私のルーティーンでは、すね毛を剃るのはお風呂の一番最後。洗髪、身体を洗って洗顔、その泡で顎ひげを剃り、湯船に浸かって、出てからすね毛に取り掛かる。

 …そう、顎ひげ。私の身体で毛が生える場所は脚だけではない。顎にも立派な毛が生える。最長どこまで伸びるのか、これは測ったことがない。なぜならすね毛と違い、伸びた状態に耐えられなくて、だいたい24時間で剃ってしまうから。毛生えはさすがに男性よりは遅いにしろ、24時間もあればマイルドな紙やすりくらいの触り心地にはなる。

同じ体毛なのに、一体どうしてこんなに抱く感情が違うのか?自分でもわからない。顎ひげが生えているのを見られるのは、決定的に恥ずかしい。誰に言われるでもなく、毎日欠かさず処理している。これを処理するのは紛れもなく自分のためだという実感がある。

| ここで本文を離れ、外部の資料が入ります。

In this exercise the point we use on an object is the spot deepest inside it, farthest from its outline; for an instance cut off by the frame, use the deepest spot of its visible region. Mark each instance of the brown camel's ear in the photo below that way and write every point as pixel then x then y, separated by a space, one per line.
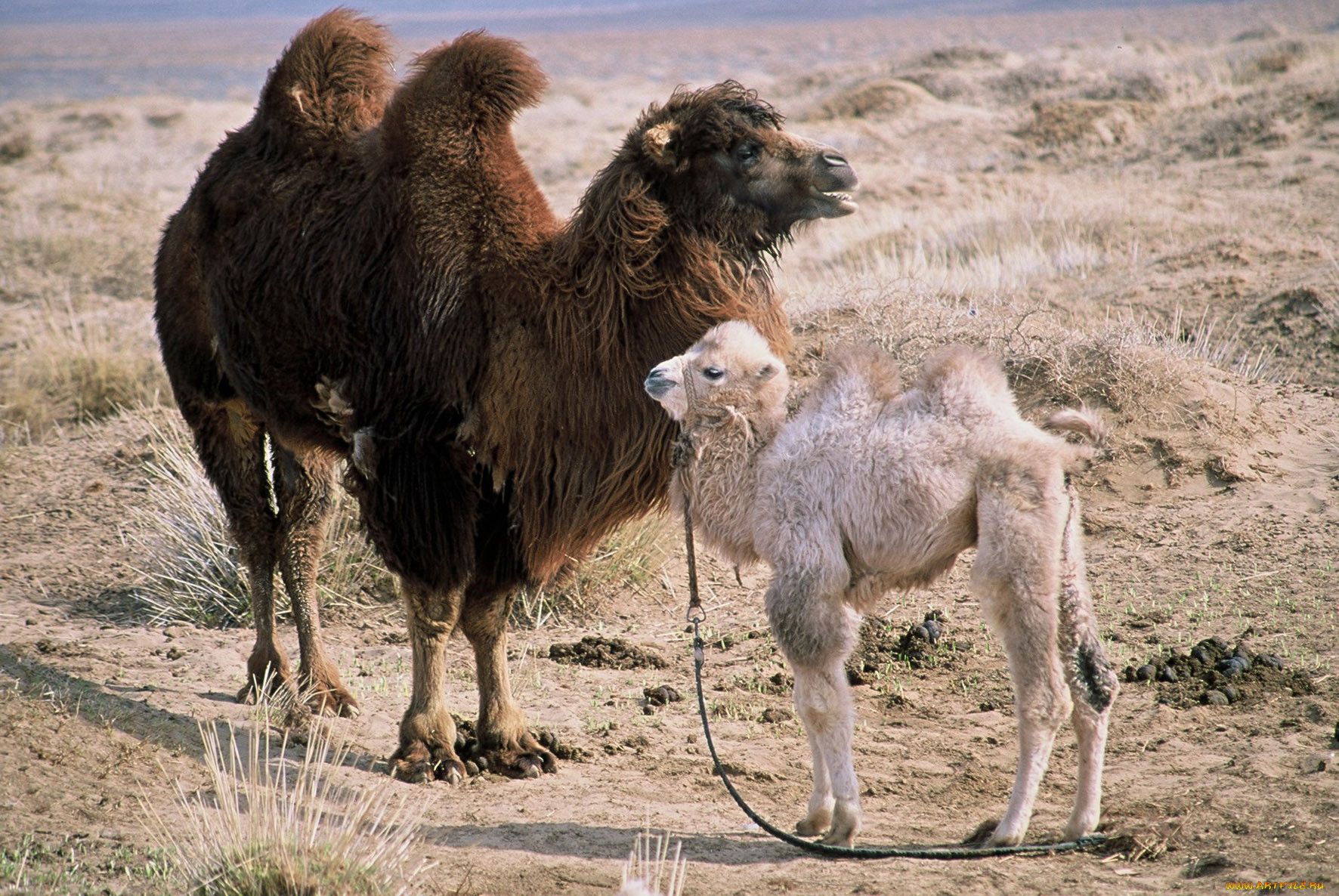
pixel 662 145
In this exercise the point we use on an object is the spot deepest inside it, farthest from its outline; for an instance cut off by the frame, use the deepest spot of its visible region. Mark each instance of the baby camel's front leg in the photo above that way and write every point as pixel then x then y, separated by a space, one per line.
pixel 822 700
pixel 817 631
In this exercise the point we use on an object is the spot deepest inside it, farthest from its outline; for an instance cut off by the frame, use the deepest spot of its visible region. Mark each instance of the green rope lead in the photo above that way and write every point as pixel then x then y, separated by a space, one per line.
pixel 864 852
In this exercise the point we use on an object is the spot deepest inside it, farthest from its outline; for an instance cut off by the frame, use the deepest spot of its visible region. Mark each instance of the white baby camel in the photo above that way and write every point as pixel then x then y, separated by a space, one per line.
pixel 871 489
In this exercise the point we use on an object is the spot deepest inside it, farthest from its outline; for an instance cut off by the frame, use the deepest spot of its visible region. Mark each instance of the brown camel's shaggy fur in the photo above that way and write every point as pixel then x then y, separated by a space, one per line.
pixel 871 489
pixel 376 277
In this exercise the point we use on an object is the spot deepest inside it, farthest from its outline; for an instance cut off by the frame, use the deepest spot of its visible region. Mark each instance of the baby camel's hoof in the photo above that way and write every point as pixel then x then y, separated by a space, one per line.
pixel 844 831
pixel 416 762
pixel 813 825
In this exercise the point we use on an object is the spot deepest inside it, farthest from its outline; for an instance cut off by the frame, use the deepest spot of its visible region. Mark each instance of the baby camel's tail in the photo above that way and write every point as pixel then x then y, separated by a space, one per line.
pixel 1085 662
pixel 1084 422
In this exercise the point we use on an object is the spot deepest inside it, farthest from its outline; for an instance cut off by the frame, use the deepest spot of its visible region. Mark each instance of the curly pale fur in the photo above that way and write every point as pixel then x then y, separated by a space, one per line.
pixel 871 489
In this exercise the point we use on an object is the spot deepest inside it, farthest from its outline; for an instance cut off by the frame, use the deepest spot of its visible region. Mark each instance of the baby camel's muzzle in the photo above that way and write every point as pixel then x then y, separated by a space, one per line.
pixel 659 383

私は顎ひげの生えた自分を愛していない。顎ひげの生えた自分の姿を、正しい姿として認めてもいない。

◎          ◎

そう考えると、段々わからなくなってくる。私が「ありのままの自分」と思っている姿は、どうやって決まっているのだろう?顎ひげとすね毛、ナチュラルさにおいて本質的に違いはないはずだ。それなのに、愛着の度合いにはこんなにも差がある。実は私が愛しているのは「ありのままの自分」などではなく、もっと別のものを根拠にしているのではないか。「ありのままの自分」なんて、幻想なんじゃないだろうか。

私が愛する私の姿は、いったい何者なんだろう?

長風呂をすると、こんな風に考えがどんどん膨らんでいく。しかし不思議なもので、湯舟から上がるとき体からお湯が滑り落ちるのと一緒に、アイデアもさっぱり抜け落ちていくようだ。なんだかんだ脚の毛を剃ったら夫には感謝されるし、肌トラブルも減るし、悪いことばかりではない。ただなんとなく、なんだかなー、自由意思じゃないんだよなー、と釈然としない気持ちのまま、自然の毛流れに逆らってシェーバーを動かした。